Manuscripts Burn


MANUSCRIPTS BURN

"Manuscripts don't burn"
- Mikhail Bulgakov

Hi, I'm horror and science fiction author Steve Kozeniewski (pronounced: "causin' ooze key.") Welcome to my blog! You can also find me on Facebook, Twitter, Goodreads, and Amazon. You can e-mail me here, join my mailing list here, or request an e-autograph here. Free on this site you can listen to me recite one of my own short works, "The Thing Under the Bed."

Friday, November 17, 2017

Review - "I'm Dreaming of a White Doomsday"


Last week I had the opportunity to see "I'm Dreaming of a White Doomsday," the first feature-length film from friend, roustabout, and director Mike Lombardo. I'm pleased to report that the film is an unqualified success in every way.

Clocking in at a lean 71 minutes, the movie is tight and almost every minute of the running time is devoted to ratcheting up the tension.  As such, the plot is bare bones.  An unexplained apocalypse has left the planet a nightmarish hellscape, and the air breathable only through a gas mask.  Three survivors: a mother, father, and their eight-year-old son have taken shelter in some sort of fallout bunker.  When the father never returns from a supply run, the mother tries to get by and finally, after a series of impossible decisions, plans to give her boy the merriest Christmas circumstances will allow.

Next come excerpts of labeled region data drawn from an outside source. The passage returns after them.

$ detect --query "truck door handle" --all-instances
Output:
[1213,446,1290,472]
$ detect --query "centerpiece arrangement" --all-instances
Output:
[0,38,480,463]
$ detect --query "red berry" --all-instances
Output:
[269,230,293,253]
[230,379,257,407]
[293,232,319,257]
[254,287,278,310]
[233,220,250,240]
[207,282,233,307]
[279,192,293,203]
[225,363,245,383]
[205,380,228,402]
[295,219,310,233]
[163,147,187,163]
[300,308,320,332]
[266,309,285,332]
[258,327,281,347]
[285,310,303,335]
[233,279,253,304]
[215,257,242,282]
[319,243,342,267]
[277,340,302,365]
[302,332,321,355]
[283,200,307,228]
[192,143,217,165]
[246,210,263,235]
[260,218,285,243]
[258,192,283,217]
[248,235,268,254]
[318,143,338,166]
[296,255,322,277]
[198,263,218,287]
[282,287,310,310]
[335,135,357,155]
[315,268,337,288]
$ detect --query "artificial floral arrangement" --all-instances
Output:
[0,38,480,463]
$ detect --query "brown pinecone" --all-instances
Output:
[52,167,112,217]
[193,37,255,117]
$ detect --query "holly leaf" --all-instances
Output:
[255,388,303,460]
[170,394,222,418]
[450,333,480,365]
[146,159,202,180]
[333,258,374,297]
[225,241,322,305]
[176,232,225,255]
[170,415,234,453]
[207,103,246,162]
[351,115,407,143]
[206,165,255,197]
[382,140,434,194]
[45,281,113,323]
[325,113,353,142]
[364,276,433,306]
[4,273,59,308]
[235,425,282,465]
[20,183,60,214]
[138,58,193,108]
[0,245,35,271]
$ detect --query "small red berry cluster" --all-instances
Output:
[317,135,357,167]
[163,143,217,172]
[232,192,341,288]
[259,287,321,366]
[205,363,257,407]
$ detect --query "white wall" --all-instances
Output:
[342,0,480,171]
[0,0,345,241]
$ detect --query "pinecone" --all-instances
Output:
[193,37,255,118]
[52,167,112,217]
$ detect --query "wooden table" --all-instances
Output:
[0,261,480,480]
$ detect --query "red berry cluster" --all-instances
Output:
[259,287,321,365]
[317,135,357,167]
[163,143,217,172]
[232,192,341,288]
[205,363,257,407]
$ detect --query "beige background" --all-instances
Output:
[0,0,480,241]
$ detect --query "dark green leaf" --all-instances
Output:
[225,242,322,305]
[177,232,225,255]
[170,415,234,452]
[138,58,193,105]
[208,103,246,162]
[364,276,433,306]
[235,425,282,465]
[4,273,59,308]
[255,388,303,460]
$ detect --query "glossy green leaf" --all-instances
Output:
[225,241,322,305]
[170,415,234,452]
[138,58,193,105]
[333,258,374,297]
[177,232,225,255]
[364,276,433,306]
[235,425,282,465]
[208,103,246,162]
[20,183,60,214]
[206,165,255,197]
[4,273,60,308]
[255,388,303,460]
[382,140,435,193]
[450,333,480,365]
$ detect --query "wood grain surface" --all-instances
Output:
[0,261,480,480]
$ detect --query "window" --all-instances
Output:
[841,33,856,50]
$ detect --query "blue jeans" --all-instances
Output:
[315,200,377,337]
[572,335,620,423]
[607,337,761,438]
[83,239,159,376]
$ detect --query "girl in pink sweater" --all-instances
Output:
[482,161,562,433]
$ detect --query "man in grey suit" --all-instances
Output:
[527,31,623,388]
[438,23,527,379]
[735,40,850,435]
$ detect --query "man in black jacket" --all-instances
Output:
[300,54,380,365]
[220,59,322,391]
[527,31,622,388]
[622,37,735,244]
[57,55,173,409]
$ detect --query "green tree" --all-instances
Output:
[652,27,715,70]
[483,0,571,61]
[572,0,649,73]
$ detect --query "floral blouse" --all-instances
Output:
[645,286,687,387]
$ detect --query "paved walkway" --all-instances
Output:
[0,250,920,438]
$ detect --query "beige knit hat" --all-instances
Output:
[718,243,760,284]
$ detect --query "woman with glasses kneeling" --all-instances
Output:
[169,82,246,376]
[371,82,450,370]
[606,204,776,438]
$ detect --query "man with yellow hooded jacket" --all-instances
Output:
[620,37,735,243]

And aside from the ending (which will leave even the most jaded viewer saying "Yes, Virginia, there is a Santa Claus") that's about it for the story.  The rest of the movie is comprised of flashbacks, dreams, and visions (or are they?)  There are  only five actors in the movie and they all do yeoman's work, but I'd be remiss if I didn't point out the contributions of Hope Bikle, in the role of the mother.  All of the actors are outstanding, but the mother has the most screen time and the biggest emotional gamut to traverse.  Many of the scenes are just an examination of her face, sometimes behind a gas mask (!), trying to work out what to do in an impossible situation, putting on a brave face for her son, and almost always screaming soundlessly inside.  Not once did I find her wanting.  Not once was I bored or anything less than riveted.  A stunning achievement for a film made for $10,000.

Perhaps most interesting to me is I don't think baby Jesus, Bethlehem, "the reason for the season," or a single religious icon was ever mentioned or shown.  This is as purely secular as a Christmas movie can be, which is certainly a deliberate decision.  This film is a Hiroshima bombing which ends "The War on Christmas" with an unquestionable victory for commercialism; a feature-length answer of "Never" to the question "When are we going to put Christ back in Christmas?"

"I'm Dreaming of a White Doomsday" is a bleak, suffocating throat-punch of a movie, destined to become a new holiday staple.  (How about playing this motherfucker on repeat for 24 hours instead of Ralphie, TNT?)